Getting to Grips with Analysing Datasets with Categorical Variables and ANOVA

Abstract

Analysis of Variance

Analysis of variance is a collection of statistical models used to find whether there is a significant difference between group means. It allows us to see the effects of different independent variables upon the dependent variable.

This study is about the analysis of the Airbnb dataset and with the intention of building a model to do a prediction task on the dataset. The dataset comes from an ongoing Kaggle competition supported by Airbnb. The task, as originally set out by the Airbnb competition, was to predict which country new Airbnb users from the United States were most likely to visit first.


Some comprehensive analysis on the dataset was done initially. Decisions were made then on how best to clean the data, removing Airbnb user responses such as ‘unknown’, ‘other’, ‘NA’ and blank or ‘Null’ entries. Some residuals were removed where it was felt that the data would not make any useful contribution to any model.


Tests were then conducted on the cleaned data frame for variance about the Mean using One-Way and Two Way Anova. The dependent variable was country_destination, while it was decided to examine age and gender as the Independent variables to see if they had any bearing on country destination. It was found that there was a significant correlation between country destination and age and somewhat less significance for country destination and gender. However when age and gender were combined there was a high correlation with these two variables in relation to the choice of country destination and after further data cleaning, omitting ‘other’ country choice and ‘Not defined’ (Ndf) from ‘Country Destination’ the significance level increased further suggesting that age different destination decisions may be made among males or females depending on how old they are.

To clarify this further and after converting character variables to factors, it was decided that since the response variable is discrete and the error terms do not follow a normal distribution, that logistic regression would be the best test. Since NDF and US represented 90% of the country destination retaining NDF and working with some of the other data might have provided a more detailed predictor of country destination. Instead we were interested in the probability that a man will make the choice of country destination given their age?

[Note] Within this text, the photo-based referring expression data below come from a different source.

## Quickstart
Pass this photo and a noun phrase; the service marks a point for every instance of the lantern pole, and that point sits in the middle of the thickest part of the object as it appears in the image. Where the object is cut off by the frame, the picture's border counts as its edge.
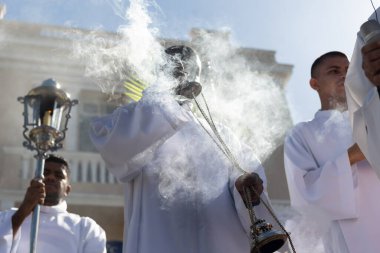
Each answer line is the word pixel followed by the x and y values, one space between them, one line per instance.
pixel 46 114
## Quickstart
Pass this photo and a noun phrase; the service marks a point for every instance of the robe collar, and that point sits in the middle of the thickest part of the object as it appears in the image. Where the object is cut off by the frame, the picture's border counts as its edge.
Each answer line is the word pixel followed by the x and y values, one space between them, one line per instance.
pixel 60 208
pixel 322 114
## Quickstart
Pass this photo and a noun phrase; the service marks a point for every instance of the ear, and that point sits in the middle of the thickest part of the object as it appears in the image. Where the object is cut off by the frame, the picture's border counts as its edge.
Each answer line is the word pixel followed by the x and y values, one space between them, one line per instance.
pixel 314 84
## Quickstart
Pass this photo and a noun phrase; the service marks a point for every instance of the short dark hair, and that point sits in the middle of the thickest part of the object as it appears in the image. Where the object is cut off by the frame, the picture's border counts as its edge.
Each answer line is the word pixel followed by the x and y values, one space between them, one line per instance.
pixel 321 59
pixel 60 160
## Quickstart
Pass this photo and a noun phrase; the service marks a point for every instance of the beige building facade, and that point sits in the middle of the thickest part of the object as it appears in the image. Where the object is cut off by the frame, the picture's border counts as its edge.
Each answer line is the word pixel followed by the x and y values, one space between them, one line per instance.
pixel 31 53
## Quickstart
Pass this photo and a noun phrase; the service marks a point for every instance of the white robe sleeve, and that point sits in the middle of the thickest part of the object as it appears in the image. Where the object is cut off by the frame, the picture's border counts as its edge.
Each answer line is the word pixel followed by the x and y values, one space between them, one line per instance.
pixel 364 107
pixel 127 138
pixel 92 238
pixel 326 189
pixel 7 242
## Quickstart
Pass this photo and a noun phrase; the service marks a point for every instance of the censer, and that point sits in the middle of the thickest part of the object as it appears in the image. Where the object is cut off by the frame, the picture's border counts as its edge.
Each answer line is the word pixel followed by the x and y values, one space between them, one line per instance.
pixel 264 238
pixel 187 66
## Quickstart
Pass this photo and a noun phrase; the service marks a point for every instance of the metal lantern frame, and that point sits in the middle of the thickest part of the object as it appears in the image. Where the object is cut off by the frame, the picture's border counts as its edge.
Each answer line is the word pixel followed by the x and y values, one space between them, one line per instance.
pixel 44 108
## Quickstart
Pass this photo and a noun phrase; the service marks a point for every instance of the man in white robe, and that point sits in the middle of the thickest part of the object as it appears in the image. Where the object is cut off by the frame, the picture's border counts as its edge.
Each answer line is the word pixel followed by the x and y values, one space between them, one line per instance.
pixel 329 180
pixel 180 189
pixel 59 231
pixel 363 91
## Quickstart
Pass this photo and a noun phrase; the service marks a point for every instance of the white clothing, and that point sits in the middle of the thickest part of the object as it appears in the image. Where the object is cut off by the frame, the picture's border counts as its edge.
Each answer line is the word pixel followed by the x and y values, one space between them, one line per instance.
pixel 59 231
pixel 324 187
pixel 179 187
pixel 364 107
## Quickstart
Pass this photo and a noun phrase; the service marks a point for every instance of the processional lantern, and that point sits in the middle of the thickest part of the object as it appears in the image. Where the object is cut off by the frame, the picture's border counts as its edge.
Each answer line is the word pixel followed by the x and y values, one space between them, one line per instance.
pixel 46 115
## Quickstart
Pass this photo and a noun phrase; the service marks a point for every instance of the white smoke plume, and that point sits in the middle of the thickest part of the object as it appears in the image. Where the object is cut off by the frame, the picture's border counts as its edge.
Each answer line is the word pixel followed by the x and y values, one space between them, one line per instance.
pixel 248 102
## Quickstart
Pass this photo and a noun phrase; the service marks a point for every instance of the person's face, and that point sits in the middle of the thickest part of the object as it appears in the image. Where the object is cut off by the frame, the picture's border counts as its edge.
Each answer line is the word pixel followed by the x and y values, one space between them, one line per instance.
pixel 329 82
pixel 56 183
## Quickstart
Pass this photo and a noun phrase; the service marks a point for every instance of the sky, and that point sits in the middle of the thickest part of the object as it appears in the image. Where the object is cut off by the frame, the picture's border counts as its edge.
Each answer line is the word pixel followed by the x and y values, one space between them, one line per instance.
pixel 298 31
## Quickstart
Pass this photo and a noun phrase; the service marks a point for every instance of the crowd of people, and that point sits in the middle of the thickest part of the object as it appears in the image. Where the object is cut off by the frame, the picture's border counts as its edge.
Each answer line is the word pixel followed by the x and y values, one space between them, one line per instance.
pixel 219 192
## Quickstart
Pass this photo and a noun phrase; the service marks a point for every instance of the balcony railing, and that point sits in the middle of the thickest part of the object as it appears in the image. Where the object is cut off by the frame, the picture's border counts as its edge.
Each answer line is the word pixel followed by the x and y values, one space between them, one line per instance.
pixel 85 167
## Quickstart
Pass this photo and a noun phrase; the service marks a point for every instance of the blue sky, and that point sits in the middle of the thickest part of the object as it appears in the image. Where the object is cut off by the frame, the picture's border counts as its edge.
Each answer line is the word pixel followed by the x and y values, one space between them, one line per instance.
pixel 299 31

A logistical regression model was attempted but we were not able to get beyond the error given the restrictions encountered in producing this report. However the intended working template for this exercise can be seen in Appendix 1. Therefore given more time and resources we would endeavor to complete this exercise.


The Data Set

Description of the Dataset.

The dataset researched was provided by Airbnb which contains a list of users along with their demographics, web session records, and some summary statistics. The whole dataset originally contained five csv files, namely:

train-users, test-users, sessions, countries and age/gender-bkts (buckets).

  • The train-user and test-user files.

The train-user files contain 171239 training examples with 16 properties:

  • id

  • date-account-created

  • date-first-booking

  • gender

  • age

  • signup-method

  • signup-flow

  • language

  • affiliate-channel

  • affiliate-provider

  • first-affiliate-tracked

  • signup-app

  • first-device-type

  • first-browser

  • country-destination

  • time-stamp-first-active

The test-users have 43673 items and 15 properties. The values of country-destination were missing and that is the value that the competition originally asked participants to predict. The training and test sets were split by dates. In the test set, one was expected to predict country destination of all the new users with first activities after 4/1/2014.

Sessions file: The sessions file is the web sessions log records for users. The sessions file contained 5600850 examples and 6 properties namely: user-id, action, action-type, action-detail, device-type, secs-elapsed.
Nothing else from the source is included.